How many first-edition copies of Isaac Newton’s ground-breaking book Philosophiae Naturalis Principia Mathematica are still on bookshelves around the world?
Probably more than you think, given it was published in 1687, and certainly more than the last best guess.
A census published in 1953 identified 187 copies, but a new round of detective work puts the number at a “preliminary” 387 with, the researchers suggest, up to 200 more likely still undocumented in public and private collections.
Analysis of ownership marks, margin notes and related letters documents also leads them to suggest that the Principia, once thought to be reserved for a select group of expert mathematicians, was actually more widely read and comprehended.
“One of the realisations we’ve had,” says Mordechai Feingold from California Institute of Technology, US, “is that the transmission of the book and its ideas was far quicker and more open than we assumed, and this will have implications on the future work that we and others will be doing on this subject.”

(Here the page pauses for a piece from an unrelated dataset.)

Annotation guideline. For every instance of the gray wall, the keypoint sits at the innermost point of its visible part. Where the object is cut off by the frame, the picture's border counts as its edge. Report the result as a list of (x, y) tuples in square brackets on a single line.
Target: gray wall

Feingold and former student Andrej Svorenčík, now at Germany’s University of Mannheim, spent more than a decade tracing copies of the book around the world, finding “new” ones in 27 countries.
Their quest, which is described in a paper in the journal Annals of Science, began because Svorenčík was surprised to find that the previous census listed none at all in his native Slovakia, or in neighbouring countries that were then part of the Soviet Bloc.

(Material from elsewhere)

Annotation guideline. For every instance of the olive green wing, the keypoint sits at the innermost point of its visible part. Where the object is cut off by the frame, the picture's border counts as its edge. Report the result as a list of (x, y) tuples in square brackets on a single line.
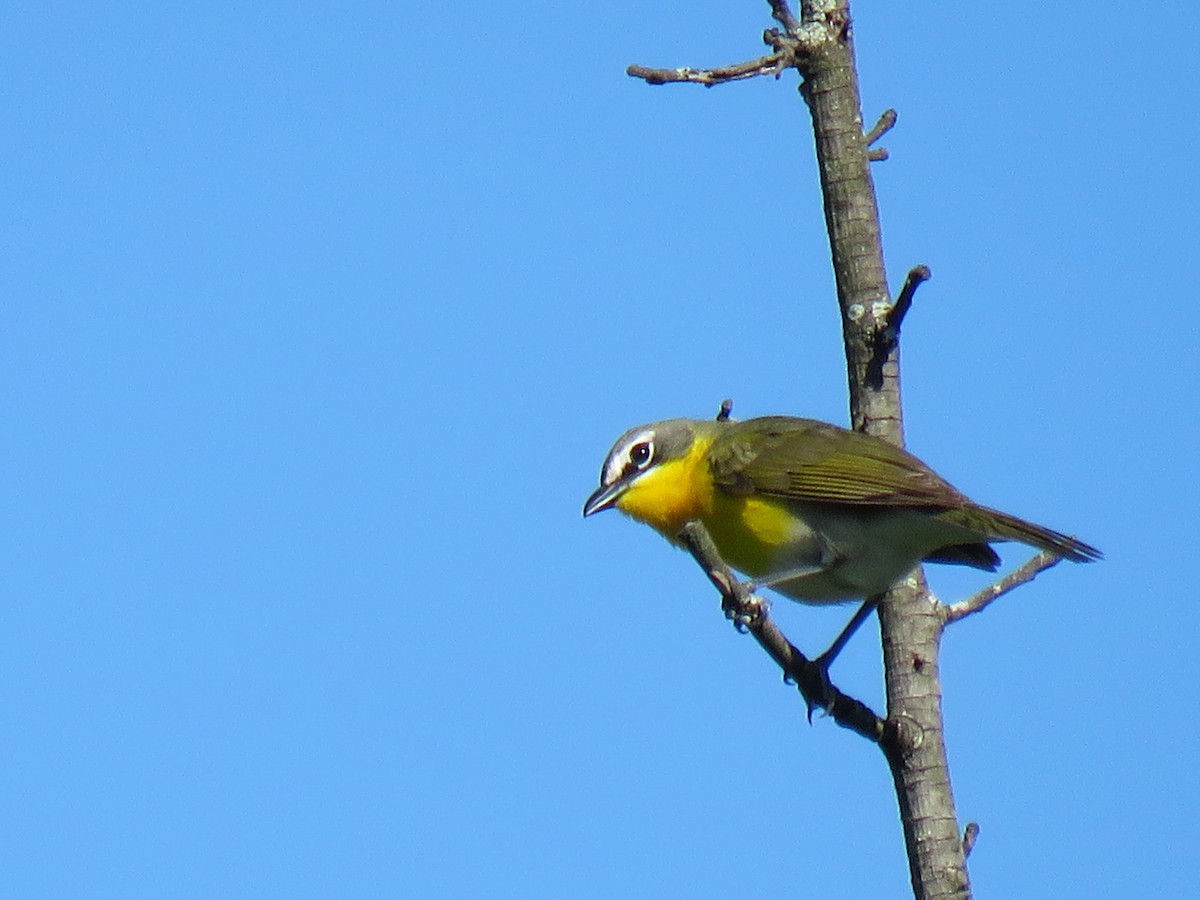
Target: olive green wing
[(808, 460)]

In the Principia, Newton introduced the laws of motion and universal gravitation, “unifying the terrestrial and celestial worlds under a single law”, as Svorenčík puts it.
“By the 18th century, Newtonian ideas transcended science itself,” adds Feingold. “People in other fields were hoping to find a similar single law to unify their own respective fields.

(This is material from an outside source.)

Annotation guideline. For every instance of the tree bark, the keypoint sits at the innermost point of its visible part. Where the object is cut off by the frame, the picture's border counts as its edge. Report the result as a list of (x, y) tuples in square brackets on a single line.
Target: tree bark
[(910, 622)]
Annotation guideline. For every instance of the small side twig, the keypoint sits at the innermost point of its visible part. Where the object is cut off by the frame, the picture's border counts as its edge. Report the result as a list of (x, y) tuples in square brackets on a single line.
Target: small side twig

“The influence of Newton, just like that of Charles Darwin and Albert Einstein, exerted considerable influence on many other aspects of life, and that is what made him such a canonical figure during the 18th century and beyond.”
The pair estimates that at least 600 and possibly as many as 750 copies of the book’s first edition were printed. If you have one, you’re in luck. They can fetch from US$300,000 to 10 times that amount via auction houses or on the black market.